Lagos-based disputes lawyer, Babatunde Ajibade SAN, partner at SPA Ajibade, discusses the increasing complexity of commercial disputes and the importance of effective communication in the field of dispute resolution.
What is your current role in dispute resolution?
My current role in dispute resolution is more often than not as counsel, either in litigation or in arbitration. I have sat as a sole arbitrator once and I’m looking to develop that aspect of my practice further, but for now my predominant experience is as counsel. So, I would describe myself as an advisor.
I specialise in commercial dispute resolution across a relatively broad spectrum – company law disputes, insolvency, banking, joint ventures, aviation, investments, insurance, common law actions for breach contract and tort, amongst others.
I have wanted to be a litigator for as long as I can remember. I enjoy pitting my wits against adversaries in court or before a tribunal. I also get a sense of satisfaction from achieving results for my clients, especially when their cause is just (which is not always the case!).
Which processes do you use most frequently?

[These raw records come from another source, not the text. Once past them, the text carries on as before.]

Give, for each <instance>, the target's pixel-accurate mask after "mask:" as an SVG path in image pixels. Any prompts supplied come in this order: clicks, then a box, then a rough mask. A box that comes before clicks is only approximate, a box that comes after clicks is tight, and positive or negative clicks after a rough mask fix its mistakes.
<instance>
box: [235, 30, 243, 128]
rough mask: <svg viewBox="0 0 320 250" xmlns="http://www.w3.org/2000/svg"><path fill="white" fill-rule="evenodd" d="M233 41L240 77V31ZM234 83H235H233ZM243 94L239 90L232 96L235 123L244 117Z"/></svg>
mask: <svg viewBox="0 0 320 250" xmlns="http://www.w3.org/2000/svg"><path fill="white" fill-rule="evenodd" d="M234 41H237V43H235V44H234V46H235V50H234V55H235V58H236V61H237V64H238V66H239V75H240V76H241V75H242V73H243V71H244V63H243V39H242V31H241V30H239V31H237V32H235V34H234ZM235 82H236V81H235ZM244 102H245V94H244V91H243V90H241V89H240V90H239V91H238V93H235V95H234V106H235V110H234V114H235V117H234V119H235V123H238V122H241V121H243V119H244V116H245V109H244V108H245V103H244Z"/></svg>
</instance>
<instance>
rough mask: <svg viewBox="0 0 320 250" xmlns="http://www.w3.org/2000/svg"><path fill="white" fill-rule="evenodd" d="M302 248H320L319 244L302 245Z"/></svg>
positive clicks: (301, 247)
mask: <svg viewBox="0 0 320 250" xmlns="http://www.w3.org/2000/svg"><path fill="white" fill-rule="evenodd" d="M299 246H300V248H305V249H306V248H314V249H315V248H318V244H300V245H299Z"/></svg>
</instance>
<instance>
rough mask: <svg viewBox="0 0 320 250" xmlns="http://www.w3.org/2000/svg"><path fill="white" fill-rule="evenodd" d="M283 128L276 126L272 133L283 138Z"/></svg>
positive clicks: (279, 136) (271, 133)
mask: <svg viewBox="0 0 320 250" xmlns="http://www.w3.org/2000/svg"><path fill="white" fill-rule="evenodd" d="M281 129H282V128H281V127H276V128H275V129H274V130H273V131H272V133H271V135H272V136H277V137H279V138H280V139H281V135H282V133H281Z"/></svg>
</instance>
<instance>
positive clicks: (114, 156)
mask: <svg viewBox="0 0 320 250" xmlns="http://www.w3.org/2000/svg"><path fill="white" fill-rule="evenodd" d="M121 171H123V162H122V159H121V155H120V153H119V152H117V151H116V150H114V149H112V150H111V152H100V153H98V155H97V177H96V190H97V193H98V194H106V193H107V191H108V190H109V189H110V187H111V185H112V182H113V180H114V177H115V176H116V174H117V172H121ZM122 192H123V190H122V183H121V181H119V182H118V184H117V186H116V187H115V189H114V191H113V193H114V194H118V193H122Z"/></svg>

The process I use most frequently is litigation. I rarely use a combination of methods, although often times, litigation veers into arbitration where a court action has been commenced in breach of a prior agreement to arbitrate. I would not describe this as a combination of methods however.
How is the market currently addressing parties’ needs?
I think there is a need to understand the critical difference that exists between the various methods of dispute resolution in order to determine whether there can be a fair answer to this question.
As you may be aware, aside from litigation, all other forms of dispute resolution require the consent of the parties in one form or another or to some degree or the other. It is only with litigation that a party can be compelled to participate in dispute resolution against his/her will and irrespective of his/her wishes in the matter. This is a fundamental difference.
The other methods that are compared with litigation such as arbitration, mediation and conciliation, all require that the parties agree to employ those methods, either before or after a dispute has arisen. For this reason, it is often the case that these other options are never really up for consideration once one party has filed an action and the adversarial process has been engaged.
With the increasing popularity of arbitration, mediation and conciliation however, as a means of resolving commercial disputes – and the increased awareness amongst practitioners that the easiest way to get disputes resolved by these means is by the negotiation of appropriate dispute resolution clauses in agreements prior to the existence of a dispute – the tide may be slowly tilting in favour of these alternatives to litigation. It will still take a while before this tide becomes a flood though.
How do you think the dispute resolution processes are likely to change in the future?
I think dispute resolution processes are likely to become increasingly complicated at a particular level, yet simpler at another level, and I don’t think this is such a bad thing.
I think the mechanism that is growing and that ought to grow more is the early case assessment process that enables a judicial administrator determine the most efficient dispute resolution stream that a particular dispute should enter. It could be a small claims court, a specialist technology court, a construction adjudication process, etc. It’s only in this way that you will get horses for courses and also be sure that the judicial officers are developing the necessary expertise to deal with the matters that come before them more and more efficiently and quickly.
The rise of arbitration and alternative dispute resolution processes and the sophistication of dispute resolution clauses is also evidence of this trend. Nowadays, a properly thought through dispute resolution clause is negotiated and drawn up with a view to ensuring that a tribunal or individual with the appropriate level of knowledge or expertise is engaged to adjudicate over any eventual dispute.
How could an improved cross-cultural dialogue promote different forms of dispute resolution and improve access to justice?
An increasing cross-cultural dialogue is essential and so is the establishment and agreement to the existence of basic and fundamental rules, such as the right to be heard in one’s own defence and the fact that a person cannot be a judge in his or her own case.
Perhaps of equal or greater importance is the need to ensure that national judicial systems respect the principles of comity and do not engage in competition with each other to exercise influence or jurisdiction over disputes that have an international element.
There ought to be mutual respect and confidence in each other’s sense of justice and a willingness to defer to another’s exercise of jurisdiction in appropriate cases where such exercise of jurisdiction has been made manifest.
Interviewed by Natasha Mellersh.
Babatunde Ajibade SAN (Special Advocate of Nigeria), the Managing Partner of S. P. A. Ajibade & Co. based in Lagos, Nigeria, has been involved in all aspects of corporate and commercial dispute resolution in Nigeria, and has expertise in litigation involving the recognition and enforcement of foreign judgments, banking law, intra-company shareholder disputes, as well as insolvency and insurance litigation.